Code Sample
import pandas as pd
import io
text = """
A B C
1 1 1
1 2 2
2 1 3
2 2 4
"""
df = pd.read_csv(io.StringIO(text), delimiter = ' ')
# Note the output of get_level_values is the list of all values [1, 1, 2, 2]
print(df.index.get_level_values('A').tolist())
df.set_index(['A','B'], inplace = True)
df.index.set_levels(df.index.get_level_values('A').map(lambda x: x * 2), level='A', inplace=True)
print(df.index.get_level_values('A').tolist())
# outputs [2, 2, 2, 2]
Expected Output
[2, 2, 4, 4]
# If I re-order the input as:
text = """
A B C
1 1 1
2 1 2
1 2 3
2 2 4
"""
# it works as I expected giving [2, 4, 2, 4]
Is this a bug or expected behaviour?
output of pd.show_versions()
INSTALLED VERSIONS
commit: None python: 3.5.1.final.0 python-bits: 64 OS: Windows OS-release: 7 machine: AMD64 processor: Intel64 Family 6 Model 60 Stepping 3, GenuineIntel byteorder: little LC_ALL: None LANG: None
pandas: 0.18.1 nose: 1.3.7 pip: 8.1.1 setuptools: 20.3 Cython: 0.23.4 numpy: 1.10.4 scipy: 0.17.0 statsmodels: 0.6.1 xarray: None IPython: 4.1.2 sphinx: 1.3.1 patsy: 0.4.0 dateutil: 2.5.1 pytz: 2016.2 blosc: None bottleneck: 1.0.0 tables: 3.2.2 numexpr: 2.5 matplotlib: 1.5.1 openpyxl: 2.3.2 xlrd: 0.9.4 xlwt: 1.0.0 xlsxwriter: 0.8.4 lxml: 3.6.0 bs4: 4.4.1 html5lib: None httplib2: None apiclient: None sqlalchemy: 1.0.12 pymysql: 0.7.5.None psycopg2: None jinja2: 2.8 boto: 2.39.0 pandas_datareader: None
Comment From: jreback
duplicate of #13754 and PR in #14236
Comment From: danio
@jreback I don't think from the description of #13754 and the code changes in #14236 that it is an exact duplicate of those. I will try testing it with the suggested change and see if that changes the behaviour.
Comment From: danio
@jreback I have confirmed it is not a duplicate. #13754 is about set_levels still changing the index even when verification fails. This issue is not about that.

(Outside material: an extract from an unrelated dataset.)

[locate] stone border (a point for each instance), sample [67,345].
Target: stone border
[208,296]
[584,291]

I have realised that set_levels and get_level_values should not necessarily be symmetrical. What I think is missing from pandas is a get_levels function that would be symmetrical to get_levels (the levels property is not the same as you cannot use labels).
Failing that, I have found that the workaround for this is to replace
df.index.get_level_values(level)
with
df.index.levels[df.index.names.index(level)]
in my code, i.e.
level_index = df.index.names.index('A')
df.index.set_levels(df.index.levels[level_index].map(lambda x: x * 2), level='A', inplace=True)
Comment From: bkandel
@danio I agree that this issue is not a duplicate of https://github.com/pydata/pandas/issues/13754, but I think that it's quite close to this description: https://github.com/pydata/pandas/issues/13741#issuecomment-248009216 Basically the issue is that there's no way to directly set the equivalent of the column names in a multiindex. I.e. where you would be used to saying df.columns = ['A', 'B', 'C']
or df.index = ['A', 'B', 'C']
, you can't say df.set_columns(['A', 'B', 'C'], level=0)
.
Comment From: danio
@bkandel, yes, the example there is quite convoluted but I think this is caused by the same underlying issue as #13741. I can't see any options to change the duplicate setting of this issue, probably I don't have the permissions?
It feels to me that MutilIndex.set_levels is exposing too much of the underlying representation of the index, and it should be replaced by a new function with an interface more like get_level_values. That's probably not a discussion for the issue tracker though.
Comment From: bkandel-picwell
@danio Yes, I agree that exposing set_levels
and set_labels
but not set_level_values
(like what get_level_values
does) makes it harder for users to see the functionality they want. I think that should be raised as a separate issue. I'll spend a bit of time to make sure exactly what functionality is needed and then file an issue.